The licensing entity was a subsidiary of Matsushita.  The licensing
authority was only transferred to the DVDCCA a few weeks before the
lawsuits started.  Apparently Matsushita didn't want to be known as
the heavy who was suing everybody (they succeeded in keeping their
name out of EVERY ONE of the cases and out of the press).  And it
probably looked better for the licensing organization to be a
"California nonprofit" rather than a "Japanese megacorp", particularly
when trying to sue competitors under California law, claiming damage
in California.

Such a license would only survive until the trade secret was reverse
engineered, which is legal to do in almost all jurisdictions.  But
most of the parties likely to benefit from that reverse engineering
had already agreed to the license.  And anyone with no money, but who
had not yet published the secret, could be tied in knots for years by
overpaid studio lawyers.  It took the free spirit of honest
technologists who refused to sign restrictive licenses, and who
believe in open publication of scientific and technological ideas, to
do the hard work of reverse engineering that benefited all DVD
consumers.  And on them has fallen the punishment of years of 
harassment and uncertainty by the studio mafia.
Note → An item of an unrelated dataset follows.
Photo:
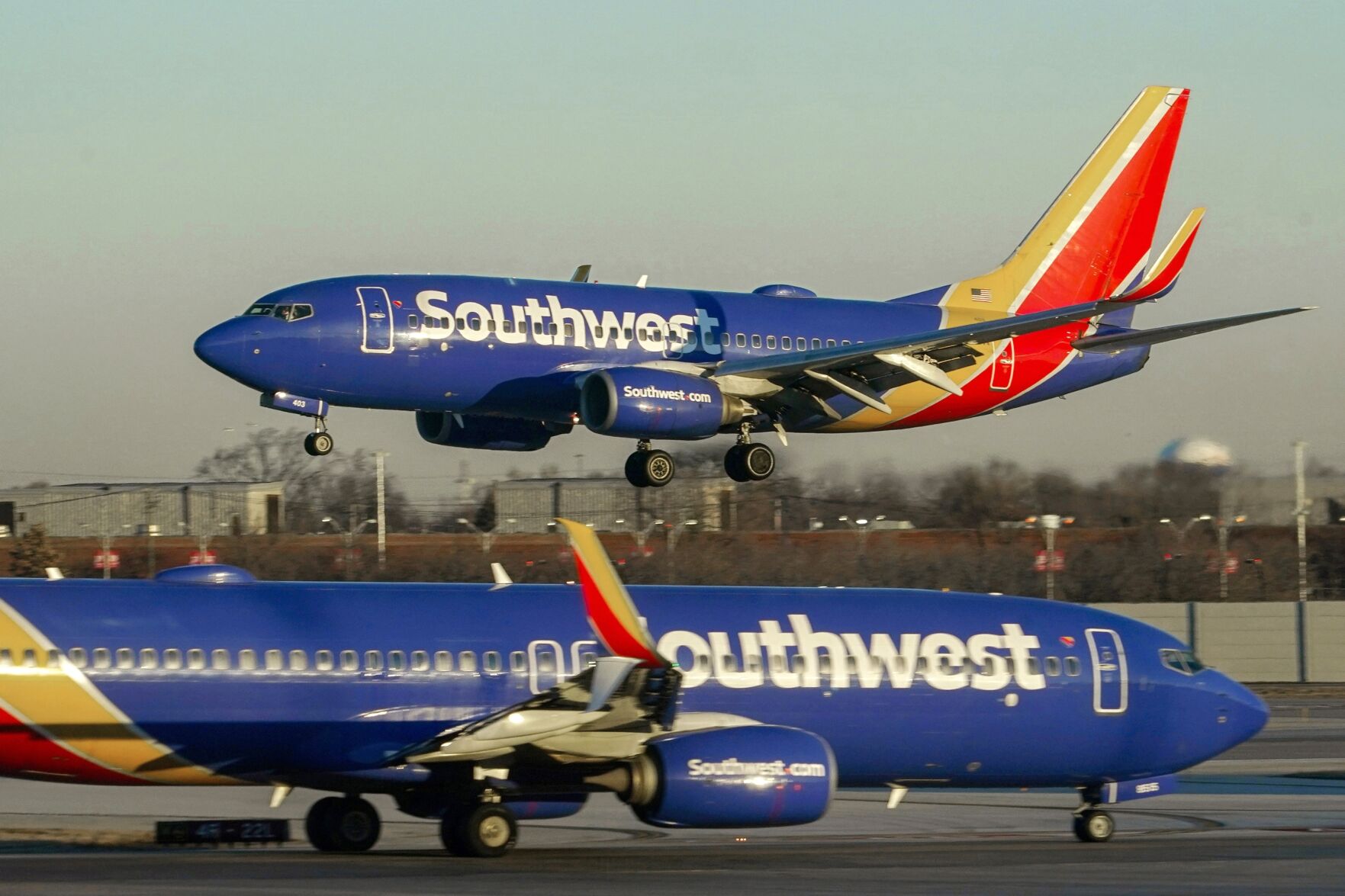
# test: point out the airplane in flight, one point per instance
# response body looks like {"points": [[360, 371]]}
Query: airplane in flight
{"points": [[479, 705], [507, 365]]}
(You'll note that even after CSS was broken, the industry didn't stop
pressing DVDs, and continues to make increasing billions of dollars
from making and selling them.  While the breaking of CSS benefited
consumers, it did not harm producers.  As usual, the producers' fears
were overblown ghosts, just as in the Betamax VCR situation.)
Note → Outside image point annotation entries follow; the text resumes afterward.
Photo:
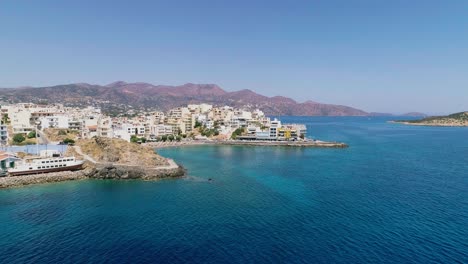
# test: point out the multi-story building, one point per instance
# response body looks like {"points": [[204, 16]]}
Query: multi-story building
{"points": [[3, 133]]}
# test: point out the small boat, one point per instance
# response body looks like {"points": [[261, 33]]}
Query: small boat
{"points": [[44, 165]]}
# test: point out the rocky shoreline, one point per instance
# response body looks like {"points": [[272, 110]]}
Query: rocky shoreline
{"points": [[98, 171], [453, 124], [313, 144]]}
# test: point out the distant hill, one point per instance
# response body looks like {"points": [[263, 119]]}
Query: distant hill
{"points": [[120, 96], [413, 114], [457, 119]]}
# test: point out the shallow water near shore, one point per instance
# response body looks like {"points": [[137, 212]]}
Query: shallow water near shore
{"points": [[399, 194]]}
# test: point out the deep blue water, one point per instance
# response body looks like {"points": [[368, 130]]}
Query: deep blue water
{"points": [[399, 194]]}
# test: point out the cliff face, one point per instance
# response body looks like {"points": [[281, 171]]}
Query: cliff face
{"points": [[124, 172], [119, 151], [121, 96]]}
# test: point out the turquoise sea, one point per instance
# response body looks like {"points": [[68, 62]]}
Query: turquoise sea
{"points": [[399, 194]]}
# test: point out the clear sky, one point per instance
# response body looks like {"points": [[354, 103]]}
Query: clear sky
{"points": [[386, 56]]}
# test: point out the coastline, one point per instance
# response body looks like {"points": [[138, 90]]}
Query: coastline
{"points": [[429, 124], [127, 171], [312, 144], [105, 171]]}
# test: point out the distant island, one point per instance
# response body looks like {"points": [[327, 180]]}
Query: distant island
{"points": [[453, 120]]}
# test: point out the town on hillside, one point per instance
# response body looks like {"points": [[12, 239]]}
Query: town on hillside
{"points": [[57, 124]]}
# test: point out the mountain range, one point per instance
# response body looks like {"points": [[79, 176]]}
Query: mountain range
{"points": [[121, 96]]}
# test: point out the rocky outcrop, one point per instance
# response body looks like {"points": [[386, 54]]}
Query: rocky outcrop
{"points": [[18, 181], [98, 171], [123, 172]]}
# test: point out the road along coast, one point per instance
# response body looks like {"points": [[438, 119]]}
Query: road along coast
{"points": [[310, 143], [109, 159]]}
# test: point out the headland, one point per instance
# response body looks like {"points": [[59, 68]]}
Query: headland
{"points": [[453, 120]]}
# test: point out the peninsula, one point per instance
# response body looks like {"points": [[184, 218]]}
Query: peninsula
{"points": [[106, 159], [453, 120], [123, 146]]}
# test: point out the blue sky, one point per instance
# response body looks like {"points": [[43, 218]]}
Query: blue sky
{"points": [[386, 56]]}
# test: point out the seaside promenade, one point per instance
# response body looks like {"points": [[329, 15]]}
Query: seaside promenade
{"points": [[309, 143]]}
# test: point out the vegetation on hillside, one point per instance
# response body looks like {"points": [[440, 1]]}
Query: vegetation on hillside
{"points": [[457, 119], [120, 151], [237, 132], [57, 134]]}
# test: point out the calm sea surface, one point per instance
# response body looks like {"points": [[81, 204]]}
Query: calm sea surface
{"points": [[399, 194]]}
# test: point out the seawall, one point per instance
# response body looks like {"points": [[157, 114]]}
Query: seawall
{"points": [[98, 171]]}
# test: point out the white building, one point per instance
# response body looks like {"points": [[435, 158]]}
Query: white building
{"points": [[56, 121]]}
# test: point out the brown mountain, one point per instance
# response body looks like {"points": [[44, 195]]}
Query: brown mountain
{"points": [[121, 96]]}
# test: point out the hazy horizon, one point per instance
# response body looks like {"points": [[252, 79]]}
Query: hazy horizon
{"points": [[393, 57]]}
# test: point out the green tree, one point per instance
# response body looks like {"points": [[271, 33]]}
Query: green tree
{"points": [[18, 138], [237, 133], [32, 134], [69, 141], [5, 119], [133, 138]]}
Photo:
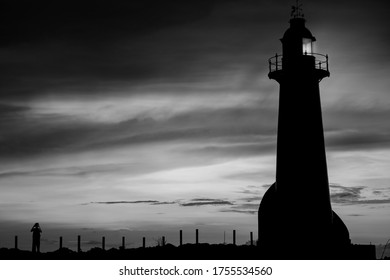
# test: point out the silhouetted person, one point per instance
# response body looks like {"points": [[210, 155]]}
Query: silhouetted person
{"points": [[36, 230]]}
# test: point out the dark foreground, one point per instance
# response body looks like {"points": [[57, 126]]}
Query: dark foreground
{"points": [[171, 252]]}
Just in case somebody came along to cater to the market of consumers
who wanted restrictionless players, the studios and their buddies
in other monopolies paid off politicians to pass the DMCA.  But they
were releasing DVDs and players long before it passed.  It was a
belt-and-suspenders strategy.

> I repeat, the practical issue in this case was never about
> cheating the studios out of their per-disk royalties on
> DVDs.

This is probably also false.  The reason is that today you can't get
consumer DVD recorders that will let you record encrypted DVDs.  Their
firmware refuses to write in the key area of the disk, and the blank
disks are shipped with the key area obliterated.  (And, DVD readers
will only let you read out the keys from a disk after you've reverse
engineered some simple bits that the industry wouldn't reveal.)  So
you can't do any bit-for-bit copying of DVDs unless you have a very
expensive (and restrictively licensed) DVD mastering press.
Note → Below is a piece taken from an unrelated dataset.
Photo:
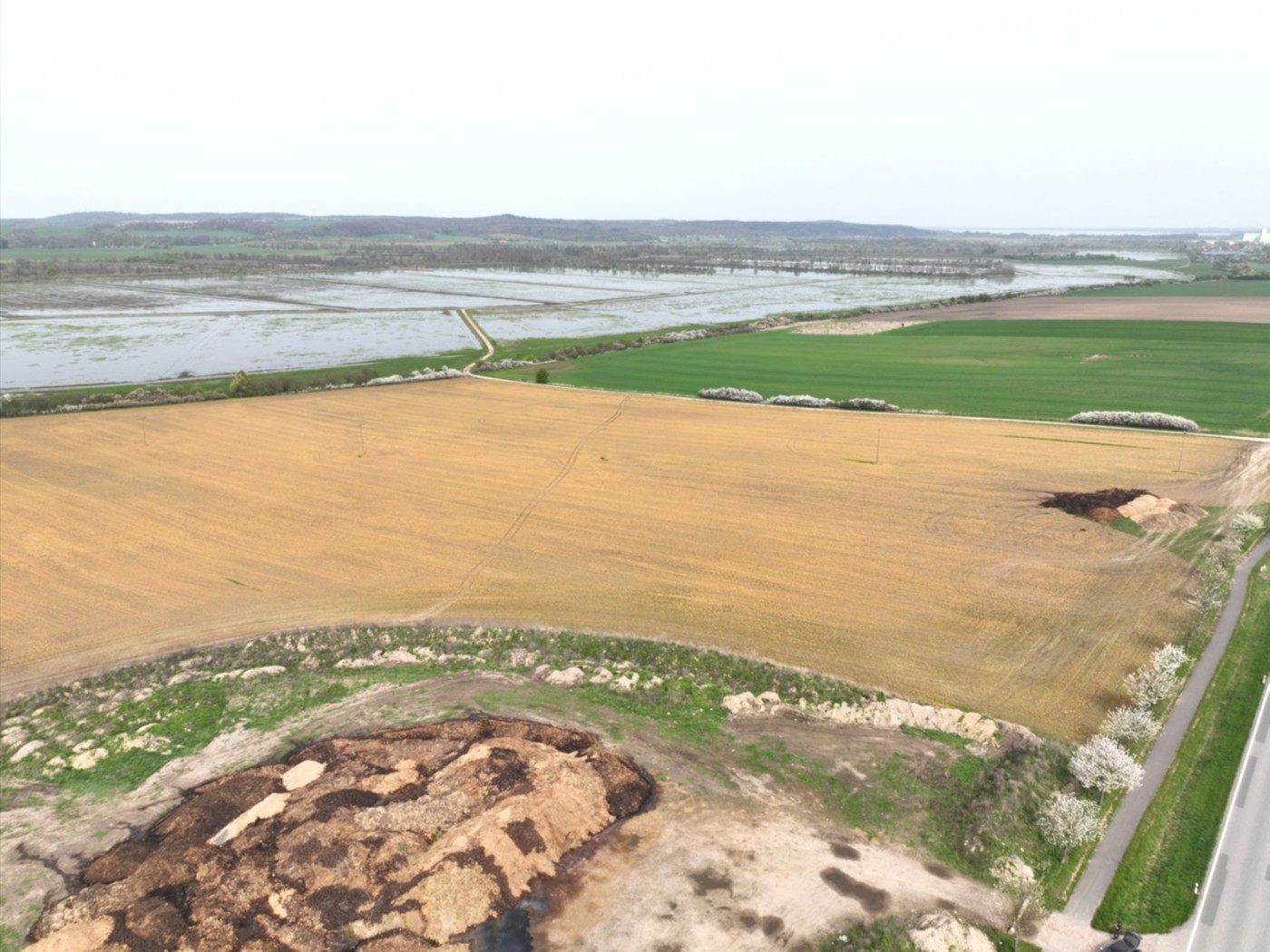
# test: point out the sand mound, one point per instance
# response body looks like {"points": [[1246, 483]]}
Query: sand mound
{"points": [[410, 838], [1151, 511]]}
How this lack of bit-copying ability came to be, we haven't unearthed
yet.  No other major computer storage technology has lacked it (though
every medium invented since then has tried to shoehorn it in -- even
hard disk drives!).  The patents on DVD recording technologies are
owned by another consortium, and they were probably pressured by
Hollywood into putting this condition into their licenses.  Apple, the
first major computer company to release a DVD recorder, was
notoriously silent on the whole subject, while their monster
"Rip. Mix. Burn" billboards tried to create the opposite impression
among consumers.

Since the keys would get lost in the transfer, consumers wouldn't be
able to make copies of DVDs for backup or for their friends, the way
they can back up CDs, mix songs from different CDs, transfer them into
their preferred formats like MP3 on hard drives, etc.  

The cracking of CSS has made all of those applications possible.  For
this we must thank the always innocent Mr. Jon Johansen, and also
particularly Frank Andrew Stevenson, who cryptanalyzed CSS and made
player keys unnecessary, and the LiViD project, which turned their
early prototypes into point-and-click free software for Linux.